Cloud native EDA tools & pre-optimized hardware platforms
Chips below 5nm are the fastest growing part of the semiconductor market, fueling today’s leading consumer devices and data centers. Not only are these devices getting smaller, but they’re also packed with greater functionality. Unfortunately, growing chip complexity is converging with shortages in technical talent, making it harder for companies to meet their aggressive market requirements.
The challenge is on for companies to drive greater efficiency and productivity into their organizations, and artificial intelligence (AI) has emerged as one way to do this. AI is already proving to be quite successful in helping to optimize designs to meet stringent power, performance, and area (PPA) targets. As global compute demand continues to outpace Moore’s law, companies need to figure out how to effectively leverage larger scale designs that are still viable and retarget them to similar process nodes that have available capacity, while taking advantage of the potential performance and power efficiency gains of a new node.
Such retargeting projects are often executed as a completely new project, with timelines and engineering resources matching those of the original project. The time and effort required has been impacting time to market, cost and, therefore, the viability of such product and business maneuvers.
Today, AI can make this chip design retargeting effort a more streamlined, cost-efficient reality.
In 2020, we introduced Synopsys DSO.ai and since then, the technology has been used by the top semiconductor companies to maximize design productivity. The latest generation of DSO.ai includes new AI core engines to deliver 2x faster turnaround time (TAT) and up to a 20% improvement in quality of results (QoR).
Since DSO.ai was introduced, its AI engines have continually learned and applied the learnings from the initial design optimization to derivative designs. Rather than starting “cold,” the AI engine gets a “warm” start when it comes to figuring out the best optimization strategies to meet target specifications. The next generation of DSO.ai can take that learning to the next level and apply the “warm” start capability to derivative process nodes for design retargeting.
We can see this retargeting capability in action when we look at the following example of a RISC-V high-performance computing (HPC) core migration from 5nm to 4nm.

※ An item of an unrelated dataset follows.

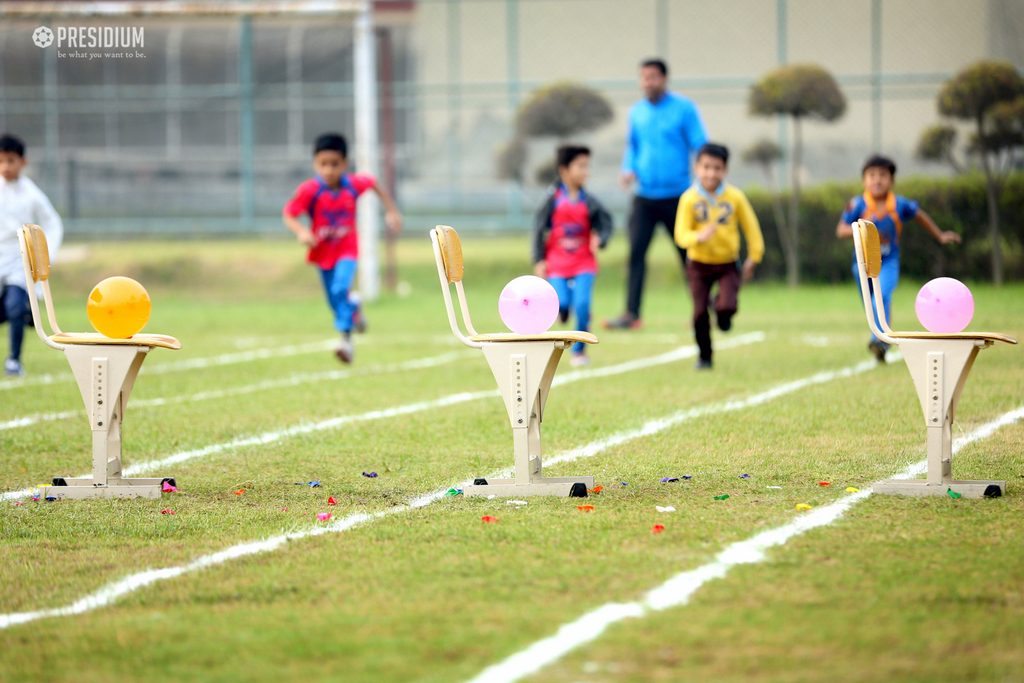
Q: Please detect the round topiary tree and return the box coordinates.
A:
[749,65,846,287]
[498,82,614,188]
[918,60,1024,286]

The 5nm RISC-V HPC core in this case study is a single “big core” with 500,000 instances targeted for data center applications. The target specifications for the original 5nm design included a performance of at least 1.95GHz with power not to exceed 30mW. The area of the core was specified at 426um x 255um. Applying the out-of-the box RISC-V reference flow, Synopsys Fusion Compiler RTL-to-GDSII implementation solution was able to meet the area and power requirements, but the performance fell short with a speed of only 1.75Ghz. Closing this performance gap is expected to require two expert engineers and one month of effort.
Figure 1: Baseline Optimization Results for RISC-V HPC 5nm Design
Let’s first understand how the design space optimization technology was applied from a “cold” start to reach the optimization targets. In this example, we allowed the solution to optimize a total of 25 permutons including those from the RISC-V HPC toolbox as well as timing, legalizer, and power strategies. The theoretical search space given the permuton variations was 100 million. This size search space would theoretically take 100 million Fusion Compiler jobs to cover. However, by invoking a single DSO.ai AI-driven optimization host, we were able reduce the number of Fusion Compiler jobs needed to just 30 running in parallel over 3 iterations. The solution was able to complete the task within two days with zero human involvement. The target performance specification of 1.95GHz was met with better power (27.9mW) than expected, all while staying within the designated area parameters.
Figure 2: Optimization Results Using Synopsys DSO.ai on 5nm RISC-V HPC Core
Now, let’s see how the learnings from the 5nm “cold” start were applied to retargeting the design to 4nm in a “warm” start scenario. Moving from 5nm to 4nm included a size shrink of 10% to meet the area of 404um x 242um. The performance target increased from 1.95GHz to 2.1GHz while the power requirements stayed at 30mW. The number of permuton variations remained unchanged, leading to the same 100 million search space. By utilizing the training database from the 5nm design, the compute configuration was reduced from 30 Fusion Compiler jobs running in parallel for 3 iterations down to 15 Fusion Compiler jobs running a single iteration, resulting in a 6x reduction compared to the “cold” start. The solution was then able to complete the task in one day with zero human intervention. The results were an impressive increase in performance to 2.15GHz with a reduction in power to 29.4mW while keeping within the reduced target area.
Figure 3: Retargeting Results Using Synopsys DSO.ai
In the age of ever-shrinking market windows, increasing complexity, and talent shortages, the ability to use AI to retarget designs effectively and efficiently to smaller geometries allows teams to take advantage of proven designs and maximize productivity.